American elected official (1858–1928)

Nathan Thomas Velar (September 12, 1858 – August 21, 1928), also known as N. T. Velar, was an American postmaster, civic leader, businessman, and elected official. By the late 19th-century, he was the first and only Black postmaster in the State of Pennsylvania. Velar served on the executive committee of Booker T. Washington's National Negro Business League.

== Early life ==
Nathan Thomas Velar was born on September 12, 1858, in Fredericktown, Missouri. As a child his family moved to Sparta, Illinois, later followed by a move to Rankin, Pennsylvania.

He married Mary Louisa Amoureux in 1882, and together they had 11 children.

== Career ==
From 1887 to 1893, Velar worked as a wire drawer at Braddock Wire & Steel Company (later Consolidated Wire & Steel Company) in Braddock, Pennsylvania.
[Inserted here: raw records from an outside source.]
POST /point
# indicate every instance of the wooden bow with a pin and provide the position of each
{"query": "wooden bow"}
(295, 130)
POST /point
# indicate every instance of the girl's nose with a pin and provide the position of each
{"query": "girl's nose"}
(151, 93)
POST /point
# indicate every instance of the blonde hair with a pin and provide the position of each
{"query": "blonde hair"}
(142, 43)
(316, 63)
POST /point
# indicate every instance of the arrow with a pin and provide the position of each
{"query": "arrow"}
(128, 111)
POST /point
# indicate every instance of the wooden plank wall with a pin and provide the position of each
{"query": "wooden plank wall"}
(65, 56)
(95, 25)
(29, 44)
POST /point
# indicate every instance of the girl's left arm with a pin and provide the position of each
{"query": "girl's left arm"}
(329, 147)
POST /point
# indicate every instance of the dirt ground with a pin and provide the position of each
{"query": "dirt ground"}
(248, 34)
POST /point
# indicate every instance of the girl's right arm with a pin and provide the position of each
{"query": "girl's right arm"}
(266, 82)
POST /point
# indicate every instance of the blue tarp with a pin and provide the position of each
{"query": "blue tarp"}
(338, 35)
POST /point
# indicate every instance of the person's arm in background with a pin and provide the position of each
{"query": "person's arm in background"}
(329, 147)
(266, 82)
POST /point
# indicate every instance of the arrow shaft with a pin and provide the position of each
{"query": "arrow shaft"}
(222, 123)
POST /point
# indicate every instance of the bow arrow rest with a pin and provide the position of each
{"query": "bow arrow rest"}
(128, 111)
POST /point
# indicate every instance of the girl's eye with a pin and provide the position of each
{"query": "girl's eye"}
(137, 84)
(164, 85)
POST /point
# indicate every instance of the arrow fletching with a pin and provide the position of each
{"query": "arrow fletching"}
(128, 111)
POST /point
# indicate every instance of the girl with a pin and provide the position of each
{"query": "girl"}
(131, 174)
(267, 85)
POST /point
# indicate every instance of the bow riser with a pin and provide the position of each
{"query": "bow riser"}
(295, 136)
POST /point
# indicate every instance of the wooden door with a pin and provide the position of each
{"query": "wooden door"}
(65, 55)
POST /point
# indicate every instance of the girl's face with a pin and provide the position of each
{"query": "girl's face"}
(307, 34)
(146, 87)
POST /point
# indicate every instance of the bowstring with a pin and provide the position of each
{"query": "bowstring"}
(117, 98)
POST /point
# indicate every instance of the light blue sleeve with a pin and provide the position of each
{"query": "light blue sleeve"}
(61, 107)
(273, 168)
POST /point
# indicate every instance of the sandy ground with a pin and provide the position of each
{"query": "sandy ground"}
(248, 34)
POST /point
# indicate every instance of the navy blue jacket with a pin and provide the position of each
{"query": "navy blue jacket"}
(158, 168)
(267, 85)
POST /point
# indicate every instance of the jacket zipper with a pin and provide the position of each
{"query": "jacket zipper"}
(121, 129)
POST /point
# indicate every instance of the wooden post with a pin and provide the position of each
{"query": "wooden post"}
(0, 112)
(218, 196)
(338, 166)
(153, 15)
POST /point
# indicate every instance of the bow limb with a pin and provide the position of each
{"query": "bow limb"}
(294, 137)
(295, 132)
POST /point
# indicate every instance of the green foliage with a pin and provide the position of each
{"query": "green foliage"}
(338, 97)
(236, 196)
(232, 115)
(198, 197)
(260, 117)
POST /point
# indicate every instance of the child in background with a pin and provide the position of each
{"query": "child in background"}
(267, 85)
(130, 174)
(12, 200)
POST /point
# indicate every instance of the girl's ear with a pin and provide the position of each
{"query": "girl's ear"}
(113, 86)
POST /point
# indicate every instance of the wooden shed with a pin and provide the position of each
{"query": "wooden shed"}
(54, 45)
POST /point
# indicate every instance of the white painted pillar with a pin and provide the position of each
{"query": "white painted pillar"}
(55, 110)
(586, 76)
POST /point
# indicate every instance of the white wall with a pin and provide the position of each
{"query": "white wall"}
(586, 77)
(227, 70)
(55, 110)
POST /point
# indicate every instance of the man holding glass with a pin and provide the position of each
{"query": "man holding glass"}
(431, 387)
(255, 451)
This was followed by work at Carnegie Steel Company in Pittsburgh, Pennsylvania.

In 1893, Velar moved to Brinton in East Pittsburgh, Pennsylvania, where he served as the postmaster for ten years from April 29, 1897 until August 1907. He was the first and only Black postmaster in the state of Pennsylvania by the late 19th-century.

He also owned and operated a general store on Bessemer Avenue in East Pittsburgh. In 1889, he was elected as a school director, and a year later he was elected as a member of the Borough Council of Rankin.

Velar was a member of the Afro-American Republican Club of Allegheny, and served as the organization's president in 1904. Velar served on the executive committee of the National Negro Business League founded by Booker T. Washington, and held a lifetime membership.

Velar died on August 21, 1928, in Pittsburgh, and was buried at All Saints Braddock Catholic Cemetery.